A four-year degree was supposed to be the ticket to prosperity. For Generation Z, it's increasingly a ticket to unemployment, underemployment, and six figures of debt with no clear payoff.
The unemployment rate for recent college graduates aged 22-27 hit 6.8% in April 2026, nearly double the overall unemployment rate of 3.6%. More troubling: the underemployment rate—graduates working jobs that don't require a degree—stands at 41%, according to Federal Reserve data.
"I did everything right," says Maya Johnson, 24, who graduated from Boston University in 2024 with a degree in communications and $87,000 in student debt. She's now working retail for $16 per hour. "The promised return on investment doesn't exist. The system sold us a lie."
The math is brutal. The average college graduate carries $38,000 in student loan debt, with 10-year monthly payments around $400. Entry-level salaries for most majors haven't kept pace: the median starting salary is $55,000, barely above what high school graduates in skilled trades can earn without the debt burden.
Break down the ROI by major and the picture gets uglier. Engineering and computer science graduates still see positive returns, with average starting salaries of $75,000-$95,000. But liberal arts, social sciences, and business majors—which account for 60% of all degrees—face a different reality.
A psychology degree costs the same $200,000 as an engineering degree at most private universities, but the median starting salary is $35,000. The debt-to-income ratio makes homeownership, family formation, and wealth accumulation mathematically impossible for the first decade of working life.
Three structural factors drive the credential devaluation. First, degree inflation: employers now require bachelor's degrees for jobs that historically needed only a high school diploma. Second, oversupply: U.S. universities award 2 million bachelor's degrees annually, far exceeding the number of college-level jobs created. Third, skill mismatch: most degrees don't provide practical skills employers actually value.
The university system has zero incentive to fix this. They've captured the credentialing system, tuition revenue keeps flowing regardless of graduate outcomes, and federal loan guarantees eliminate financial risk. It's a perfect racket.
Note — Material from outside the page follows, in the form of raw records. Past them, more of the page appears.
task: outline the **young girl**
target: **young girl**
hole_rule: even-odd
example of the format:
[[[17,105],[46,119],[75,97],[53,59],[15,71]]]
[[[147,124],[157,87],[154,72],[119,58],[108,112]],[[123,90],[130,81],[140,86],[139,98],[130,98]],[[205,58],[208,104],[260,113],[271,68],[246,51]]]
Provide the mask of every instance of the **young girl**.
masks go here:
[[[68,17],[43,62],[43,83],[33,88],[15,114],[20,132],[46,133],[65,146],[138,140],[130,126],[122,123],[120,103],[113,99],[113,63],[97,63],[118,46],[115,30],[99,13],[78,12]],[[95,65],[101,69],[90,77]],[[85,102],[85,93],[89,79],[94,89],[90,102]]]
Some institutions still deliver value. MIT, Georgia Tech, and top-tier state engineering programs produce graduates with immediate job offers. Elite universities like Harvard and Stanford provide network access worth more than the education itself. But for the vast middle tier of colleges charging $30,000-$50,000 annually, the value proposition has collapsed.
The alternative path is gaining traction. Skilled trades—electricians, plumbers, HVAC technicians—offer $55,000-$75,000 starting salaries with zero debt and immediate earning. Tech bootcamps provide software development skills in 12-16 weeks for $15,000, producing graduates who earn more than most four-year degree holders.
"We're watching the largest misallocation of capital in modern history," argues Bryan Caplan, economist at George Mason University and author of The Case Against Education. "Students spend four years and $200,000 to signal they can finish tasks. Employers require degrees not because they create value but because everyone else requires them. It's credentialism run amok."
The data supports his thesis. Studies show that 80% of what college teaches is forgotten within two years and wasn't relevant to most jobs anyway. What matters is the credential itself—the piece of paper that says you completed the hazing ritual.
For Gen Z, the promise has broken. College degrees are more expensive and less valuable than ever. The return on investment no longer pencils out for most students at most schools. And the system keeps churning out graduates into a job market that doesn't need them.
The numbers don't lie: a generation was sold a product that doesn't work. And they're stuck with the bill.